Imaginez qu’à mon âge je n’ai jamais eu de vraie histoire d’amour.
- Et quel type d’hommes vous pensez attirer, sans réciprocité, comme vous dites ?
- Il y a essentiellement quatre catégories : Tout d’abord les instinctifs, ils sont généralement charmants physiquement. Ils sont imposants, arrogants et poussent même jusqu’à se montrer intimidants. Ils me racontent leurs exploits de super héros et sont déçus de ne pas voir mes yeux briller d’admiration. Ensuite, il y a les « Calimeros » qui sont timides, pas très surs d’eux mais qui sont d’une gentillesse et d’une douceur infinies. Quelques rares fois, ils peuvent se montrer entreprenants, quand ils arrivent à rassembler leur courage, mais ne tardent pas à se vexer et à redevenir introvertis si je ne suis pas absolument et éperdument amoureuse, tout de suite. Un « garçon » aussi fragile peut convenir à une femme à l’instinct maternel débordant, pas à moi. En troisième lieu, il y a les pseudos-intellos egocentriques qui n’admirent en moi que leur alter ego. Une vraie plaie ceux-là avec leur pédantisme et leur manière à vous dire qu’ils savent forcement tout mieux que vous. Finalement, il y a les mariés, ceux là c’est les pires. Parce que généralement ce sont de vieilles connaissances qui avaient toujours été très courtois et distants mais une fois qu’ils se sont liés à une autre. Ils reviennent en devenant dragueurs et salaces, Dès que je leur rappelle leur nouveau statut social, ils disent que ce n’est pas grave, qu’ils s’amusent gentiment et pourtant ils voient bien que je ne ris pas aux éclats. Coach, aurais-je le profil idéal d’une maitresse sans le savoir ?

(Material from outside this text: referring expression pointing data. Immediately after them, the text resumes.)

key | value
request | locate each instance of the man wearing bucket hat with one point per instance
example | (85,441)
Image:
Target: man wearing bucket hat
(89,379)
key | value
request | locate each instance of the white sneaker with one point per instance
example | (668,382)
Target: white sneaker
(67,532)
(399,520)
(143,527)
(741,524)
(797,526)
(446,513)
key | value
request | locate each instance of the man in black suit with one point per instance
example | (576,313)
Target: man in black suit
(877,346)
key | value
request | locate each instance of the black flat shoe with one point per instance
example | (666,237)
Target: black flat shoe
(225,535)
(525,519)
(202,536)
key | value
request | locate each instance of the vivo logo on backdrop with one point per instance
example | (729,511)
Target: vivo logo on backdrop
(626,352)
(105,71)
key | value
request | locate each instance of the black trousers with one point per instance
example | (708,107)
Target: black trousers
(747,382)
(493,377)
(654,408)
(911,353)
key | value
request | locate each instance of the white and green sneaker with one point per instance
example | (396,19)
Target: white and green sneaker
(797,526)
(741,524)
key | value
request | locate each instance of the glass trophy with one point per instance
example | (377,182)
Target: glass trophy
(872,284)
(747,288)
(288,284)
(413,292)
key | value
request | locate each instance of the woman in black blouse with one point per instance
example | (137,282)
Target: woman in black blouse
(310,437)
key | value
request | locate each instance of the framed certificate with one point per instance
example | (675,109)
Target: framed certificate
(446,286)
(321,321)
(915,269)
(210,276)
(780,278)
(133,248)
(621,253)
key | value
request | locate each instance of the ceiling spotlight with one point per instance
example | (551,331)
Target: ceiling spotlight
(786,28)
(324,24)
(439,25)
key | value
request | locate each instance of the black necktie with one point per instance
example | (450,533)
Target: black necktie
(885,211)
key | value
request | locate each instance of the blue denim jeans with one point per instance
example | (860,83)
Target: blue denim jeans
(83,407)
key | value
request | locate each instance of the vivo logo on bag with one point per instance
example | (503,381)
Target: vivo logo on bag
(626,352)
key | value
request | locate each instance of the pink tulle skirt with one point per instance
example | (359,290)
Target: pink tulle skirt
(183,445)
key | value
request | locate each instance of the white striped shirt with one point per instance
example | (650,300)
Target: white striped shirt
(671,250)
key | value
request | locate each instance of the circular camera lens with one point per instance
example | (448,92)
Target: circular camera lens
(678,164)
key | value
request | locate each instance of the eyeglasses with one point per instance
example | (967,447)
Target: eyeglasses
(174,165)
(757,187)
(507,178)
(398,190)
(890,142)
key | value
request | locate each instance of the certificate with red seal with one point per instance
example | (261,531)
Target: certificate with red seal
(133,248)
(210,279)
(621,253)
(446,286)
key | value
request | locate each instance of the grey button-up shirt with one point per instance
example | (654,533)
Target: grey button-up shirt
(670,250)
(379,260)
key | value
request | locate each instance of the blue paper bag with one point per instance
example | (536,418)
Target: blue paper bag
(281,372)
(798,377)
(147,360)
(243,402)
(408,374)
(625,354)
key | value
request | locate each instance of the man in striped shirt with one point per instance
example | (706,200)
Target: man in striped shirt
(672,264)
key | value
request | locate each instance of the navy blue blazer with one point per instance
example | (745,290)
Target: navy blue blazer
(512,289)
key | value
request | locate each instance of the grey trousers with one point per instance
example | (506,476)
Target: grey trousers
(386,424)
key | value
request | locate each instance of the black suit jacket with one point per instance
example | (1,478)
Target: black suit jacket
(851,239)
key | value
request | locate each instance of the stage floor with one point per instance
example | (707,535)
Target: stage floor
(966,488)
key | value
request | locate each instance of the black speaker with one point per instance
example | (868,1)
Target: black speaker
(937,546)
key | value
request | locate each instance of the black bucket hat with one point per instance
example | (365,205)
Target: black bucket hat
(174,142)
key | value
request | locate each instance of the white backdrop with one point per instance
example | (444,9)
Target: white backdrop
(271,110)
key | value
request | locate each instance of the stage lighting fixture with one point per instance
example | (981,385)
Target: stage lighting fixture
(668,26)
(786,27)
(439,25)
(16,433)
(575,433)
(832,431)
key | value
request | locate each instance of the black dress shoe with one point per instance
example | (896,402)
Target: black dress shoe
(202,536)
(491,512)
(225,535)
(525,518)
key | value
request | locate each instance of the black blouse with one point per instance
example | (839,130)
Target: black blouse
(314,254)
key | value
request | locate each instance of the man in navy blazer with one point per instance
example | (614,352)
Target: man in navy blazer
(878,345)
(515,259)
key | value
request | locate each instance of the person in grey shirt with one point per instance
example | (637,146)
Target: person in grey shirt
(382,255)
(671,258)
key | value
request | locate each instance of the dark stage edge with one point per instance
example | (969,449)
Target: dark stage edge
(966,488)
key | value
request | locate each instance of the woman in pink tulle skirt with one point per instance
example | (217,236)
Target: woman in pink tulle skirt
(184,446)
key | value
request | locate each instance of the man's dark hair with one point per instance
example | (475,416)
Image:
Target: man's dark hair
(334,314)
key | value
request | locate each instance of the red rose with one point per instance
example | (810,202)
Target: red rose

- Non rassurez vous. Même si c’est le cas, ça ne saute pas aux yeux. Mais je veux savoir, vous-même, vous ne tentez jamais d’approches, vous n’essayez pas de séduire, charmer ou du moins attirer l’attention de ces messieurs ?
- Si, bien sur. J’ai une technique infaillible, c’est celle de la sotte qui ne comprend rien, qui est fragile et que tout fascine. Les hommes se sentent, du coup, protecteurs, responsables de moi. Ils essayent de jouer leur rôle de male dominant. Le problème c’est qu’avec le temps, le jeu m’ennuie alors mon vrai visage apparaît et la supercherie cesse. Sinon, quand j’essaye d’être moi-même généralement ça n’accroche personne : mes traits d’humours et mon esprit critique me rattrapent. Il y a certains hommes à qui ma vraie personnalité plait et nous devenons…… les-meilleurs-amis-du-monde : déprimant, n’est ce pas ?
- Bon mademoiselle, je cerne bien votre problème. Vous êtes de ces femmes coffres-forts.
- Des femmes quoi ?
- Bon, c’est une théorie qui suppose que les femmes sont comme des portes. Il y a des portes lourdes de bois dur dont les serrures sont très solides, il y a des portes blindées avec des serrures bien sécurisées en acier, il y a aussi les portes des vieilles armoires que n’importe quel clé ouvre ou même tout autre ustensile qui ait la même forme. Il y a toute sorte de porte. Vous vous êtes une porte de coffre-fort dont de rares hommes détiennent le code d’accès.
- Waw je serais une porte de coffre-fort, c’est cool….mais ça ne résout pas mon problème.
- Mademoiselle, sachez que vous n’avez aucun problème. Mes conseils vous auriez pu les deviner seule : Laissez-vous vivre, sortez, rencontrez des gens. Vous êtes jolie, mettez vous plus en valeur (Les hommes sont d’abord séduits par ce qu’ils voient) et vous verrez que vous ferez de belles rencontres. …mais surtout surtout cessez de chercher.